According to my understanding white balance is procedure that removes effect of colorful lengthening. It makes picture like it was lightened with ideal white color light. Please, correct me if I'm wrong.
For the most part, that's right, but it has a subjective element to it. White balance is used to make things "look" like they are the correct colour. Often this means, to make white things "look" white rather than to have a colour cast.
Sometimes, however, there are multiple sources of light in a scene with different colours, so it's hard for the brain to make sense of what should look white and what should look coloured, and so there is a bit of subjectivity to the choice of how to set colour balance. There are also some situations where a strong colour cast is expected, and removing it would look "wrong" - for example, shooting a sunset where you expect the clouds and land to be bathed in orange, or shooting underwater where you expect everything to be a bit blue.

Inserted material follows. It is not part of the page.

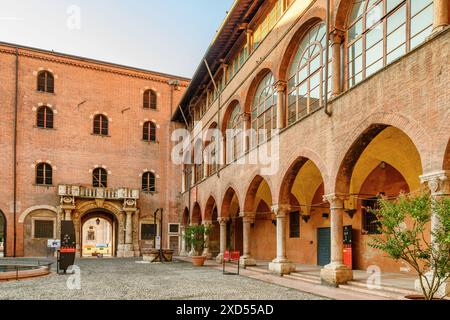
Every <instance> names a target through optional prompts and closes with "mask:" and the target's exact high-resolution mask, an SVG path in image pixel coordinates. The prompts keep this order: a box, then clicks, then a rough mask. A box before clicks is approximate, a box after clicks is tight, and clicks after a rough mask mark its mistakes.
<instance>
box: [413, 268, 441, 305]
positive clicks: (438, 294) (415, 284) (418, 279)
mask: <svg viewBox="0 0 450 320" xmlns="http://www.w3.org/2000/svg"><path fill="white" fill-rule="evenodd" d="M425 277H426V278H427V279H428V281H430V283H431V281H433V273H431V272H429V273H427V274H426V275H425V276H424V278H425ZM423 281H424V282H426V280H425V279H423ZM414 287H415V289H416V291H417V292H418V293H420V294H423V292H422V287H421V286H420V280H419V279H417V280H416V281H415V283H414ZM448 294H450V279H448V280H447V281H446V282H444V283H443V284H442V285H441V286H440V287H439V289H438V291H437V292H436V296H435V297H436V298H439V299H440V298H442V297H445V296H447V295H448Z"/></svg>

So you can take a methodical approach to get "correct" white balance, but in some situations it can still look wrong - or you can adjust it until it looks right, even though technically you still have a colour cast.

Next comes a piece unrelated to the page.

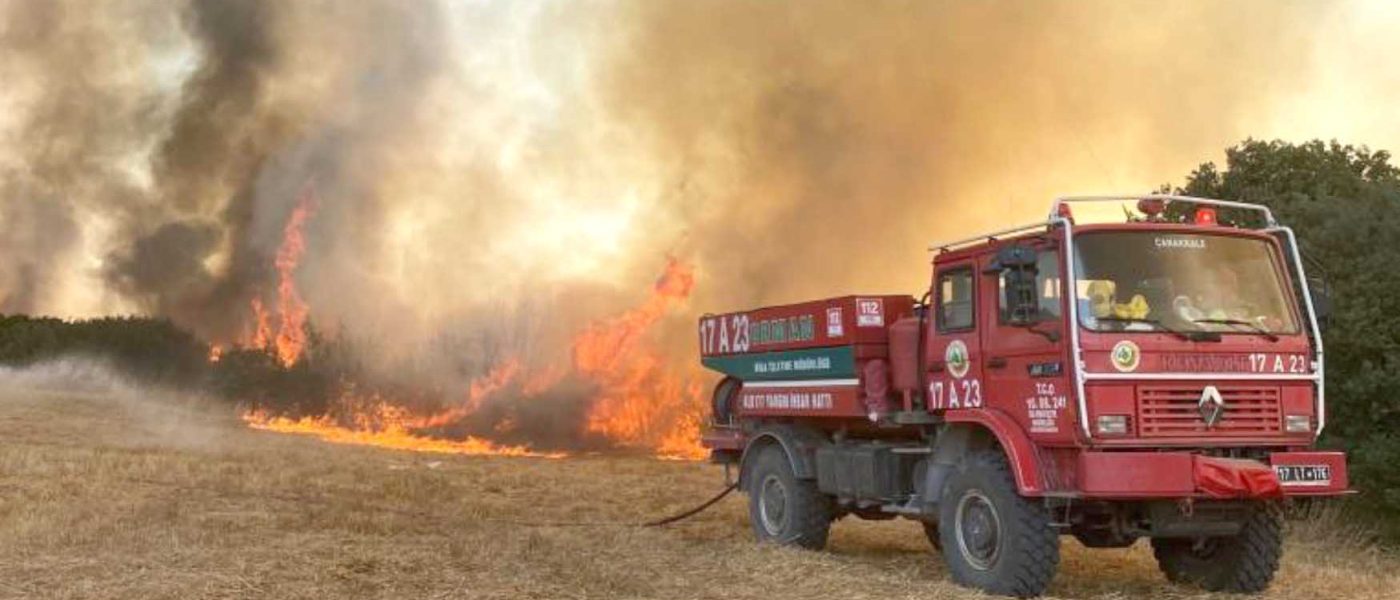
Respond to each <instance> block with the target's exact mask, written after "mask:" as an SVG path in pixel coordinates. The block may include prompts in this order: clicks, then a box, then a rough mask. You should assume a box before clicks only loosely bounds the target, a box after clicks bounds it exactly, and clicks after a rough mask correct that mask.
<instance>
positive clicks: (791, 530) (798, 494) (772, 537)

Another thing is that to a certain point, the eye forgives a colour cast (your brain corrects for it), but if you exceed that point, it starts to look quite wrong. This leaves room for some creativity.
The most reliable methodical approach is to get a gray card (18% gray, typically, so it's not normally overexposed when things like human skin isn't), and place that gray card where the subject is, so that the light that would hit the subject hits the card. So in other words, put the card in front of or next to the subject, ensuring that it's in the same light as the subject. Then you take a custom white balance pointing at the card, marking that as neutral.
This may be possible for some types of photography but for other types this is impractical. You can go with auto white balance (you can always adjust later, and if you use RAW this will be lossless), or set a preset white balance based on the lighting type (tungsten, flourescent, daylight, cloudy, etc).